The BID team has been working closely with the council, South Yorkshire Police and other partners on the logistics involved in carefully reviving the city centre – for instance, two-metre distance markings will be visible on Fargate and The Moor.
“The reopening will see the city draw on its experience of hosting major events, with partners sharing knowledge and expertise to ensure the safety of shoppers and staff,” said Ms Jarvis.
“We expect there will be a few teething problems, but everyone involved is 100 per cent committed to making the much-needed changes to ensure the city centre can get back to business.
“Ideally the return to the city centre will be gradual. We need people to come back in a measured way. We urge people to plan their visit, check in advance that the stores they want to go to are open, and above all be patient and responsible.
“Our city centre will look different for a while but it is important that everyone continues supporting local businesses as much as possible.”
One of the biggest names making a comeback in Sheffield on Monday is Atkinsons, the city’s last remaining independent department store with a history that spans 150 years.
Its 75,000 sq ft premises will reopen at 9.30am – and the anti-Covid precautions planned there are broadly in line with what customers can expect elsewhere.
Atkinsons’ toilets and baby changing facilities will be closed, along with its restaurants and fitting rooms, while a one-way system will be in operation along the aisles.
The car park will be open, ‘cough screens’ are being installed at tills, staff are likely to be wearing protective gear and sanitiser will be available. The number of customers allowed in the store at any one time will also be limited.
“We hope these measures won’t inconvenience you, and they will be very much like those you have come to expect when visiting the supermarket,” Atkinsons said.
Trading again with masks, gloves and extra cleaning
Shops of all kinds are returning in Sheffield – including an award-winning independent food retailer which is opening its premises for the first time in over two months.
Beanies Wholefoods, on the corner of Crookesmoor Road and Barber Road, has been running a collection and delivery service of its popular veg boxes after closing to the public just after lockdown was imposed in March.
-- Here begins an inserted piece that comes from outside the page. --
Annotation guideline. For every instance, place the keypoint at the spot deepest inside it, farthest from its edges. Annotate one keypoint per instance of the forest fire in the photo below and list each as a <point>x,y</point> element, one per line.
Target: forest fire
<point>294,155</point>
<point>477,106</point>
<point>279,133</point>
But on Saturday, June 13, the shop will be back with social distancing measures in place. Opening hours will be 10am to 4pm, from Tuesday to Thursday and at weekends, and 10am to 8pm on Friday. On Mondays the shop will remain shut, with only collections offered.
Numbers will be limited to a maximum of five customers in the shop at any one time, and people are reminded to ‘wash their fruit and veg before eating’.
Another shop trading again next week with safety firmly in mind is Kelham Island Books & Music, a treasure trove of literature and records near to the Shalesmoor roundabout, which plans to reopen at midday on Wednesday, June 17.
Free disposable masks and gloves are being provided to visitors on entry.